Nicola Sturgeon said it is still her intention to hold a referendum on independence before the end of next year.

The First Minister said there is no date for when the SNP will introduce a Bill at Holyrood for a referendum but that it would be decided soon.

Some in the independence movement have been frustrated at the lack of movement on a date for a second referendum and have been calling for plans to be speeded up.

The First Minister was asked why, having said several times since 2017 she believed there should be a referendum within a year, it has not happened yet?

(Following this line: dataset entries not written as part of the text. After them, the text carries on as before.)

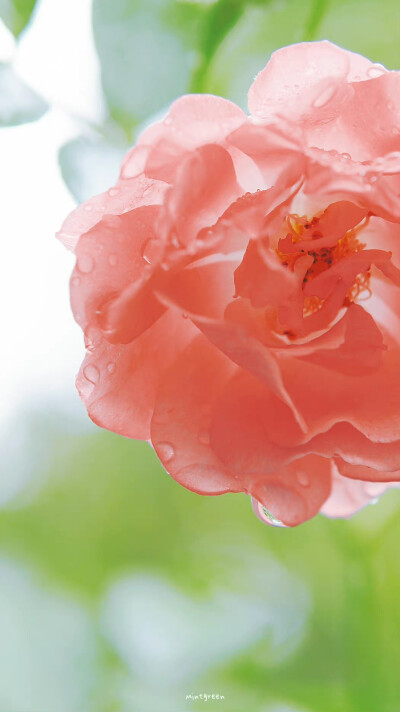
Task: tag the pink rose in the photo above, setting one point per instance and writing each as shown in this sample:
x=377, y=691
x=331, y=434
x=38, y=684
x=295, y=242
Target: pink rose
x=239, y=288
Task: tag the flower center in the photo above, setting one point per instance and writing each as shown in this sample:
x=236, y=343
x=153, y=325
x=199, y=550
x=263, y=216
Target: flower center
x=300, y=230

Sturgeon said her focus for the last two years has been on the coronavirus pandemic but now that we are on a “downward slope” out of the omicron wave she said work was taking place to allow for a vote to be held next year.

She said: “I make no apology for the fact that over the last two years as First Minister I have prioritised steering the country through a pandemic.

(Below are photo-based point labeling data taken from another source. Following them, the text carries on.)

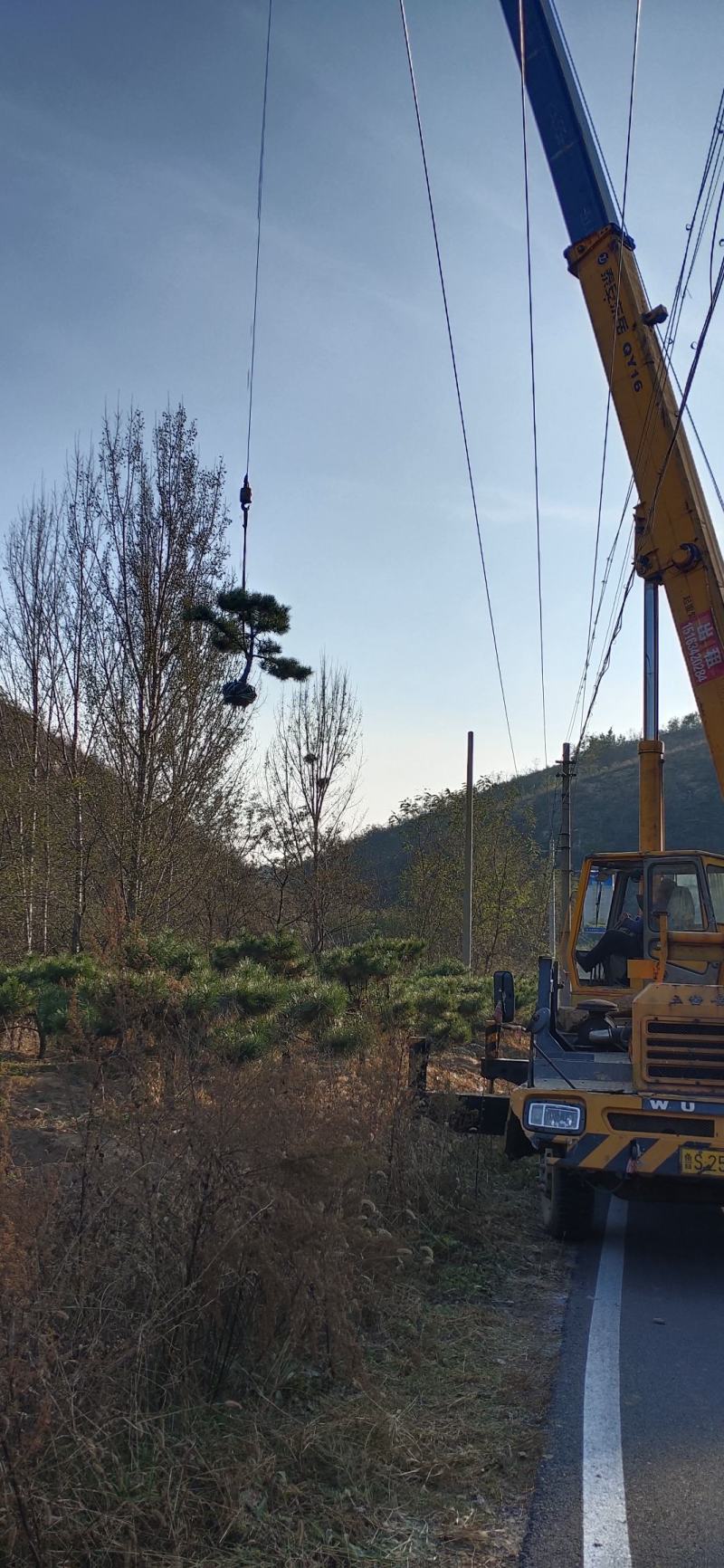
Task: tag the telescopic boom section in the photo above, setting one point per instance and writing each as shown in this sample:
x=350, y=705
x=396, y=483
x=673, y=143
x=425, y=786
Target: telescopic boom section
x=676, y=541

"At the outset of the pandemic, I very clearly said we are putting plans for an independence referendum on hold, if only Boris Johnson had done likewise with plans around Brexit we wouldn’t be seeing some of the chaos associated with Brexit right now.

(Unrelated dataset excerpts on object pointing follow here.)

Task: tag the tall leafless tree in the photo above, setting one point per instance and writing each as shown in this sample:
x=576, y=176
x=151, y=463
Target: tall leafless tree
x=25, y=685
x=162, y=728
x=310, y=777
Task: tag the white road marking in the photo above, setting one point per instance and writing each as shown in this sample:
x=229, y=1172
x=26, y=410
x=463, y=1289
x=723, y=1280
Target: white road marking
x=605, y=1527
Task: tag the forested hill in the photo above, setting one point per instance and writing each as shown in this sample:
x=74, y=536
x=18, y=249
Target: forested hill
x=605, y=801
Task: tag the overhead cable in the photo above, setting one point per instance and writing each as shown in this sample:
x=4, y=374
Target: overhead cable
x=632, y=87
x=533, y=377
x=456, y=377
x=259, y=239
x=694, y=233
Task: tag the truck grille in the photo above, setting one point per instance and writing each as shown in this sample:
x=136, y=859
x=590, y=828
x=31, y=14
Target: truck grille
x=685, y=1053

“But I am determined, I’ve won an election on this basis, to give people in Scotland the choice over our future and I believe when that choice comes people will choose an independent future." 

She added: “The key thing is that we will take these steps in a timescale that facilitate that referendum before the end of 2023, which is the commitment I made at the election and was elected on overwhelmingly at the election.”

On Saturday several hundred independence supporters marched through Glasgow calling for Boris Johnson to resign as Prime Minister of the UK over the lockdown party scandals and for Scotland to leave the UK.

Sturgeon was asked on the BBC’s Sunday Morning Show, why support for independence was not higher as a result of the scandal engulfing Boris Johnson.

Sturgeon said: “If you’d told me when I was a much younger politician that 50 percent support for independence would be seen as some kind of failure, I would have grabbed that with both hands.

“Support for independence, I believe, is rising. When Scotland comes to choose, we will choose independence not just because of the current occupant in Number 10 but what that is illustrating very powerfully is the fact that Scotland too often ends up with things imposed upon us like Brexit for example for being government by people and by parties that we don’t chose.”

The protest group All Under One Banner lead the “emergency march”.  

Plans for the event estimated around 5,000 people would take part, but AUOB later claimed around 1,000 supporters joined.

A statement by AUOB  read:“This is a great turnout considering the short notice, the early start time and mass gatherings are only just permitted. The fight for independence is on!”